The strengths of this meta-analysis are its large sample size and also the participation of all authors that were identified and contacted on the basis of the systematic search. Finally, because we were able to collect retinal vascular caliber data per BMI categories from each study, this reduced any heterogeneity in the categorisation of outcomes. This meta-analysis also has a number of limitations. First, an important limitation worth highlighting is the paucity of data on the prospective association between BMI and retinal vascular caliber, and also on the relationship between changes in BMI and in retinal vascular caliber over time. Consequently, a causal link cannot be extrapolated from these findings. Second, our study was limited to studies published in English, which results in a potential source of bias limiting the search to published reports. However, authors in this field were contacted to enhance the search field to grey litterature. Third, there is potential measurement bias due to different photographic procedures and software used in measuring retinal vascular caliber, resulting in possible overestimation or underestimation of the true association between BMI and retinal vascular calibers. Fourth, we standardized BMI categories according to the WHO classification for Caucasians whereas three studies were conducted in Asians 
. Also, both unmeasured and residual confounding, e.g. due to measurement error, may have influenced our findings. However, when regression coefficients were pooled to obtain a summary estimate corresponding to the change in retinal parameters for a 1 kg/m2 increase in BMI, results were still significant and had a similar level of magnitude. Fifth, because we had no access to individual participant data we used the same BMI categories for adults and children.

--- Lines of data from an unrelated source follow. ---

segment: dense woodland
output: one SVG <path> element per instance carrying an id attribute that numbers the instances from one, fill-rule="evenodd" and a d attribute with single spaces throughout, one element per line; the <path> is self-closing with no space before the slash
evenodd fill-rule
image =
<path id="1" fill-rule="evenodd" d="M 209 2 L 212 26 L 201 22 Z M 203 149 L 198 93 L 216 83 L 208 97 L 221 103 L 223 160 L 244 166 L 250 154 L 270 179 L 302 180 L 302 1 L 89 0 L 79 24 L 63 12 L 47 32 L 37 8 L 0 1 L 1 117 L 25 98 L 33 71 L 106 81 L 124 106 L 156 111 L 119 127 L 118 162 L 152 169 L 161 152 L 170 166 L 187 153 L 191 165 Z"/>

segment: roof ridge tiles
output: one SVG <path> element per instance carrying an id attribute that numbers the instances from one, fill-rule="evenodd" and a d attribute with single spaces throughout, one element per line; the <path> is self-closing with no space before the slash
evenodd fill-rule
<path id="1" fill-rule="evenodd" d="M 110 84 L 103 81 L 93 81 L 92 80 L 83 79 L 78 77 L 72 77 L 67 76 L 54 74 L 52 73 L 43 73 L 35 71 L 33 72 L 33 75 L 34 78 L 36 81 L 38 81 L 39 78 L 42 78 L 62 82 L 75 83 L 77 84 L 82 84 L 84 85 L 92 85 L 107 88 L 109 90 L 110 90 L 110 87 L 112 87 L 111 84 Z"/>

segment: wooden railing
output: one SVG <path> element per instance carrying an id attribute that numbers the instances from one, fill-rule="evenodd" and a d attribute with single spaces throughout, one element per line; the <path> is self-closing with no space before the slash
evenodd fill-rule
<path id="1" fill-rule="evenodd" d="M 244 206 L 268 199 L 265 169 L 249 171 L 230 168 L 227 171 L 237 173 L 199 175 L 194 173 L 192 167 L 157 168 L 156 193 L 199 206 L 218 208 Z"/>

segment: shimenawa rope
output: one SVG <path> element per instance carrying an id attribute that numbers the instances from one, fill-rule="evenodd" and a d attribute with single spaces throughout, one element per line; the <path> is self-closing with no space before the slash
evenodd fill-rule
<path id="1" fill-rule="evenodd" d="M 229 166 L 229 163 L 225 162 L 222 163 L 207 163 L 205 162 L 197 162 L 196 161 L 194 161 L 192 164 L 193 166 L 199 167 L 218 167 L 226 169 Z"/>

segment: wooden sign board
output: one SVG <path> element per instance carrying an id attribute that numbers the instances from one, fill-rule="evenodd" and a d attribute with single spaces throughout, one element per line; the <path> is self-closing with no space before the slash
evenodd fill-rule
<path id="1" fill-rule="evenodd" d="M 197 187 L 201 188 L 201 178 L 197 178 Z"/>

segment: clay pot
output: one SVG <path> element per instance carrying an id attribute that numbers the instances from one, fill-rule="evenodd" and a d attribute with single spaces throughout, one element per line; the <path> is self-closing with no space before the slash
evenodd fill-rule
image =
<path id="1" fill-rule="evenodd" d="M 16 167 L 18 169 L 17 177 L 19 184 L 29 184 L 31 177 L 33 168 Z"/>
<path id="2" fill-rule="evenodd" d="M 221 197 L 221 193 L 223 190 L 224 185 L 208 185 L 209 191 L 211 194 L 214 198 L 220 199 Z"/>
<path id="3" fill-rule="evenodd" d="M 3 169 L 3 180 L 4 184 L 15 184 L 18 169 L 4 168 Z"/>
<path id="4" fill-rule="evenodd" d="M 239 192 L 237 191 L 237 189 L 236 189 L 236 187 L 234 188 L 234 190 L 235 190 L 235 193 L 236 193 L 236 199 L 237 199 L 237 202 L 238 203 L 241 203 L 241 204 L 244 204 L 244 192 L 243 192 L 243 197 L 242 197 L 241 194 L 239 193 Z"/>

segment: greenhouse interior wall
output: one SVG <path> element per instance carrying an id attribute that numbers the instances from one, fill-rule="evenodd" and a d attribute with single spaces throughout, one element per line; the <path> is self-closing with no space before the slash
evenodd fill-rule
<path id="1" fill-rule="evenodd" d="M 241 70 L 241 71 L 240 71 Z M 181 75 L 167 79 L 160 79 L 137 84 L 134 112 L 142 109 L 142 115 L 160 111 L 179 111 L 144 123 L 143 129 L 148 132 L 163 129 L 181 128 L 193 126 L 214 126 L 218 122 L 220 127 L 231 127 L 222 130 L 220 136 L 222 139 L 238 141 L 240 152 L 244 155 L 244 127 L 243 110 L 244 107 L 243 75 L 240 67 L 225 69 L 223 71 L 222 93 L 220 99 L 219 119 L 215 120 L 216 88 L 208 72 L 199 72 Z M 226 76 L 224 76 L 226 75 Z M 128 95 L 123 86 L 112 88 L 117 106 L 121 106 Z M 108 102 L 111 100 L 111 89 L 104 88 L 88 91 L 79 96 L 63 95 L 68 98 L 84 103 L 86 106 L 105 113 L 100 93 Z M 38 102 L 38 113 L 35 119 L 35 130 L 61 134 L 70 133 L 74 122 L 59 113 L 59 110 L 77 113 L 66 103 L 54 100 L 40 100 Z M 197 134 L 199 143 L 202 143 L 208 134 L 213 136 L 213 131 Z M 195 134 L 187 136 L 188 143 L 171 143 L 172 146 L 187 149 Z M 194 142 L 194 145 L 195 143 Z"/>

In conclusion, we observed in a large pooled population a significant association between overweight/obesity and narrower retinal arteriolar and wider venular caliber, while controlling for traditional cardiovascular risk factors (age, smoking, diabetes and hypertension). These findings suggest that obesity is not only linked to macrovascular pathology but also to microvascular changes. Further prospective studies are needed to explore a possible causative association between BMI and retinal microvasculature, which mirrors changes in the systemic microvasculature, including the microcirculation of the heart. If such a relationship is confirmed, examining retinal vascular caliber may provide information about small vessel alterations among individuals with obesity and other cardiovascular risk profiles. Small vessel disease is increasingly being recognized as a contributor to cardiovascular and cerebrovascular diseases, however, there is no widely available tool by which to assess small vessel condition. Retinal imaging and retinal vascular structural assessment may help to fill in this gap.